A Web application is a piece of software whose execution is split between the client and the server, and it sends data between the two sides every time you do something significant—even, perhaps, on every single keystroke. Inevitably, the volume of data has some correlation with the action performed. Since most Web applications are offered to the general public at low or no cost, an adversary can map out much of its internal state machine and develop a model that lets them deduce what someone’s doing from an observed sequence of packets.   This has been successfully applied (in the lab) to Web applications for highly sensitive tasks, such as tax preparation and medical advice.
The only known solution to this problem is to pad the amount of data passed over the network in each direction so that the adversary cannot learn anything about the state of the web application from an observed sequence of packets. Unfortunately, the obvious way to do this involves unacceptably high levels of overhead—this paper quotes  as observing
21074% overhead for a well-known online tax system. Today’s paper proposes that techniques from the field of privacy-preserving data publishing (PPDP, ) be brought to bear on the problem.
The paper is mathematically heavy going and I’m not going to go into details of their exact proposal, because it’s really just a starting point. Instead, I’m going to pull out some interesting observations:
More padding is not always better. They show an example case where padding messages to a multiple of 128 bytes is exactly as good as padding them to a multiple of 512 bytes, and padding them to a multiple of 520 bytes is worse.
Computing the optimal amount of padding for a web application (as they define it) is NP-hard even with complete, ideal knowledge of its behavior. However, there are reasonably efficient and speedy approximations—if I understood them correctly, it might even be feasible to apply one of their algorithms on the fly with each client.
Because optimality is defined over an entire sequence of user interactions with an application, knowing how much padding to send in response to any given request may require the server to predict the future. Again, however, there are approximations that avoid this problem.
PPDP offers a whole bunch of different ways to model the degree to which one has mitigated the information leak: k-anonymity is the model they spend the most time on, but there’s also l-diversity, (α, k)-anonymity, t-closeness, etc. etc. I don’t follow that literature but I have the impression people are still actively making up new models and haven’t spent a whole lot of time on figuring out which is best in which situations.
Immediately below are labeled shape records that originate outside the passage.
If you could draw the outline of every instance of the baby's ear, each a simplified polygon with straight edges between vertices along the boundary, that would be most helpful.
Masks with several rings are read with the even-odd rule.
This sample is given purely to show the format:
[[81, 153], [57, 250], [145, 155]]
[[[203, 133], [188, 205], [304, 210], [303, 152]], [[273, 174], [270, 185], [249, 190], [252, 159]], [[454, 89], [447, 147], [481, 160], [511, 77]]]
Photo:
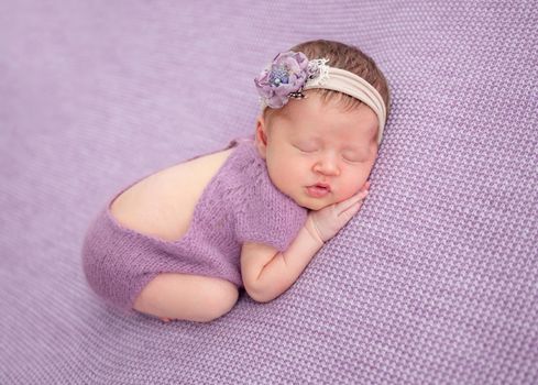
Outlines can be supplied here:
[[256, 120], [256, 135], [255, 135], [256, 148], [260, 156], [265, 160], [265, 154], [267, 152], [267, 127], [265, 125], [265, 120], [263, 114], [257, 117]]

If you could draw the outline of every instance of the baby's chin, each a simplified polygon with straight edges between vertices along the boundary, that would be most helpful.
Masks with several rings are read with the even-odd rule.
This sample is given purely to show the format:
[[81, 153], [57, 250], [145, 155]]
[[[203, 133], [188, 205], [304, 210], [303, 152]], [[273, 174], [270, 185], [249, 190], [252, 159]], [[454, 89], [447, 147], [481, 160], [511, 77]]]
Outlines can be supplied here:
[[311, 211], [318, 211], [321, 210], [322, 208], [326, 208], [327, 206], [332, 205], [332, 201], [326, 201], [325, 199], [312, 199], [312, 200], [306, 200], [306, 201], [297, 201], [295, 200], [297, 205], [300, 207], [304, 207], [305, 209], [311, 210]]

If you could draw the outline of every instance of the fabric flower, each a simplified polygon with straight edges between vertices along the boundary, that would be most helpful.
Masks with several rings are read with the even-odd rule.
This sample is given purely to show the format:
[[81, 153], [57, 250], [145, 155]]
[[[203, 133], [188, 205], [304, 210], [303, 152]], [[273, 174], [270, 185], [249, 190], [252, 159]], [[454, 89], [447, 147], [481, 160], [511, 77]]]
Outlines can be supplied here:
[[301, 52], [283, 52], [254, 79], [262, 101], [271, 108], [284, 107], [289, 94], [303, 89], [309, 77], [308, 57]]

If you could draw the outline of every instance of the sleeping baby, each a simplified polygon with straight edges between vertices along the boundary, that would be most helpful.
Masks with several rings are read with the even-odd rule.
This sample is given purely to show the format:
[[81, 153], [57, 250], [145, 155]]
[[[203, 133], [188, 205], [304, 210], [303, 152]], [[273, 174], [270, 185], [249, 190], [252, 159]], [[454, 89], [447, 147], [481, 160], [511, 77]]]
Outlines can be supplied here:
[[208, 322], [242, 288], [271, 301], [361, 208], [389, 105], [375, 63], [311, 41], [254, 84], [253, 136], [130, 184], [90, 223], [84, 272], [108, 304]]

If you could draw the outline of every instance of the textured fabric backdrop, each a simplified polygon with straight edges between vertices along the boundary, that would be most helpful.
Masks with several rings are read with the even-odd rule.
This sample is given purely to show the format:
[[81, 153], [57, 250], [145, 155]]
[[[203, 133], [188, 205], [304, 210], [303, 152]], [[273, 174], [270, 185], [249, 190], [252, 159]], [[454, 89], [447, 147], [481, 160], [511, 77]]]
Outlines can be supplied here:
[[[1, 1], [1, 384], [537, 384], [534, 1]], [[253, 77], [356, 44], [393, 111], [360, 215], [270, 304], [125, 318], [86, 228], [254, 130]]]

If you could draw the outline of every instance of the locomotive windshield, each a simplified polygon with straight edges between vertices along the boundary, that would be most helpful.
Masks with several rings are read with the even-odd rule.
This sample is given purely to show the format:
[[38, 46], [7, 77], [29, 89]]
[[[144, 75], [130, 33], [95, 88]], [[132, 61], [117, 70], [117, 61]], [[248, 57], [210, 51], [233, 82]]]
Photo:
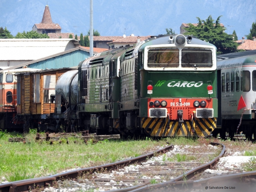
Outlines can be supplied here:
[[149, 49], [148, 67], [150, 68], [178, 68], [181, 52], [181, 67], [184, 68], [211, 67], [213, 66], [212, 51], [204, 49], [162, 48]]
[[178, 49], [156, 49], [148, 50], [149, 67], [178, 67], [179, 50]]
[[181, 51], [181, 67], [212, 66], [212, 51], [202, 49], [183, 49]]

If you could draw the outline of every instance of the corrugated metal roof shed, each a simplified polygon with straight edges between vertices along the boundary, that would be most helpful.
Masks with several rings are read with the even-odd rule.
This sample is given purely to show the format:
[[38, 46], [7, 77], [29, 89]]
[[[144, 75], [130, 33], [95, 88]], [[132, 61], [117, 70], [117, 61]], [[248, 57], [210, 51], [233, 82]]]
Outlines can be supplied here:
[[79, 45], [73, 39], [0, 39], [0, 61], [38, 59]]
[[[94, 52], [94, 54], [98, 53]], [[90, 50], [81, 46], [52, 55], [39, 59], [8, 68], [8, 69], [27, 67], [35, 69], [58, 69], [77, 66], [90, 57]]]

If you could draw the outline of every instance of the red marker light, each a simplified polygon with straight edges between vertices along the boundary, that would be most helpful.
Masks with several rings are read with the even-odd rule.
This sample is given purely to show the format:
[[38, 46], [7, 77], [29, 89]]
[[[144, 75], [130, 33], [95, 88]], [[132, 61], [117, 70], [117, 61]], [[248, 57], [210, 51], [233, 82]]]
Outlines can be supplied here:
[[153, 86], [151, 85], [148, 85], [148, 90], [151, 90], [153, 89]]
[[208, 90], [208, 91], [212, 90], [212, 86], [211, 85], [208, 85], [208, 86], [207, 86], [207, 89]]

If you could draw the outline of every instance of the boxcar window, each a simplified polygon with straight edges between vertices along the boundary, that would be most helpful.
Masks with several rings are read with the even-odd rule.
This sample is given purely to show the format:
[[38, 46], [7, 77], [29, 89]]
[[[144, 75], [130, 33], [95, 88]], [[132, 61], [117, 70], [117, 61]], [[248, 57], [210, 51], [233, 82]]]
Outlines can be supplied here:
[[234, 72], [231, 72], [231, 91], [235, 91], [235, 75]]
[[227, 73], [226, 74], [226, 91], [227, 92], [229, 92], [229, 73]]
[[55, 94], [55, 85], [56, 84], [56, 76], [46, 75], [44, 76], [43, 92], [44, 103], [50, 103], [51, 95]]
[[221, 74], [221, 91], [225, 92], [225, 74]]
[[256, 91], [256, 70], [252, 71], [252, 90]]
[[210, 67], [212, 66], [211, 50], [203, 49], [183, 49], [181, 53], [181, 67]]
[[178, 49], [149, 49], [148, 53], [148, 67], [178, 67]]
[[34, 103], [40, 102], [40, 74], [34, 75]]
[[251, 89], [251, 74], [249, 71], [243, 71], [242, 76], [243, 91], [249, 91]]
[[236, 91], [239, 91], [239, 71], [236, 71]]
[[5, 81], [6, 83], [12, 83], [13, 81], [13, 76], [12, 73], [8, 73], [6, 75]]

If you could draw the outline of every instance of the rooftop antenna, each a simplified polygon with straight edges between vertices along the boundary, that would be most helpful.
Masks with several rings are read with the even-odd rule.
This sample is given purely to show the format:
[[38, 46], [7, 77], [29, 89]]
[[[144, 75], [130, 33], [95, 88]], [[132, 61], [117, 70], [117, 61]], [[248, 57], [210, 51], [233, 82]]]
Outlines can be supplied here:
[[74, 27], [76, 29], [76, 28], [79, 27], [78, 26], [73, 26], [73, 27]]
[[228, 25], [228, 27], [228, 27], [228, 34], [229, 35], [229, 29], [230, 29], [230, 27], [234, 27], [234, 26], [232, 26], [231, 25]]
The great failing of this and all the other papers I’ve ever read in this area is operationalization. This paper’s algorithms need a complete, or nearly so, map of all possible sequences of states that a Web application can enter, and the authors shrug off the question of how you create this map in the first place. (I very strongly suspect that task can’t be mechanized in the general case—it will turn out to be the Halting Problem in another of its many disguises.) They also don’t seem to realize that things like Google search suggestions (the running example in the paper) are constantly changing. (Of course, that makes life harder for the adversary too.) This doesn’t mean there is no hope; it only means you need more approximations. I think it ought to be possible to build good-enough automatic padding into CMSes, and maybe even into web application frameworks. Trying that should be a priority for future research.